Meade considered how she could combine both online and offline methods to effectively provide firsthand accounts of the anthracite region. In addition to her dissertation, she created a popular Facebook page for the anthracite region’s residents to contribute posts and multimedia material about their histories and experiences, along with a website with more in-depth information.
“I was always thinking about how I could innovate methods and so [with] the work I was doing, some people would just go online and they would observe. The people were working on this project with me and I was working beside them. So that was the whole point: I was applying my social justice research skills and abilities to digital humanities, and working beside the community and in the community,” Meade says.
Others outside of Klein were impressed by Meade’s research, especially as it culminated in her dissertation. Meade is the previous recipient of awards from the ethnography and American studies divisions of the NCA and of the association’s Donald P. Cushman Memorial Award, where she was recognized as the first scholar who used an ethnographic method for her article. For this year’s best dissertation award, reviewers from the ethnography division of the NCA noted that her research offered a "rich and compelling telling of the small-town experience."
The WCSA chose Meade’s dissertation as the winner of the Constance Coiner award for similar reasons, with judges remarking that her work “is an affirmation of the importance of working-class stories and provides the working-class subjects with agency. The work also considers the intersections of race/ethnicity and gender in its examination of identity formation and also considers the ‘environmental classism’ which is a result of polluted and poisoned landscapes.”
Nancy Morris, a Klein professor and chair of Meade’s dissertation committee, believes that Meade’s skill as a writer was more than enough reason to make the case for her awards.
“She’s a fantastic writer, so she was able to take those findings and really express them in a way that causes the reader to really feel like they are inside the community as well,” Morris says.
Patrick Murphy, associate dean for research and graduate studies who was also a part of Meade’s dissertation committee, is a fellow rural Pennsylvanian. He found that he could easily understand the universal appeal of Meade’s dissertation.
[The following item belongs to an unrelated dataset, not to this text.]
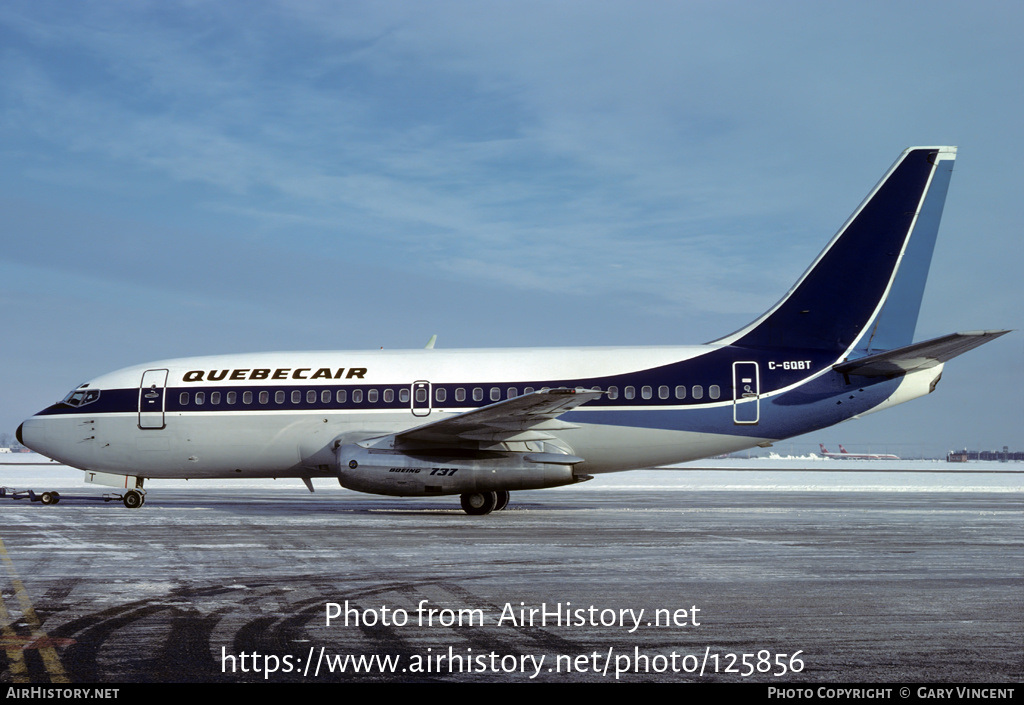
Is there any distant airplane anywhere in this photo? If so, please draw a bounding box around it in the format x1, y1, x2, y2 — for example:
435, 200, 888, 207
818, 443, 899, 460
17, 147, 1008, 514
“Her focus on deindustrialization and extractivism is something that resonates with our own state but it’s also something that’s global,” Murphy says. “You can find these kinds of relationships around the world and then within those there are all sorts of things to talk about in terms of social class, gender, race, ethnicity, because some of these communities are experiencing changes in the demographics.”
Meade, who is currently a visiting assistant professor at Villanova University, plans to continue her research studying post-industrialization on a local scale at several intersections, including class, gender, race and ethnicity.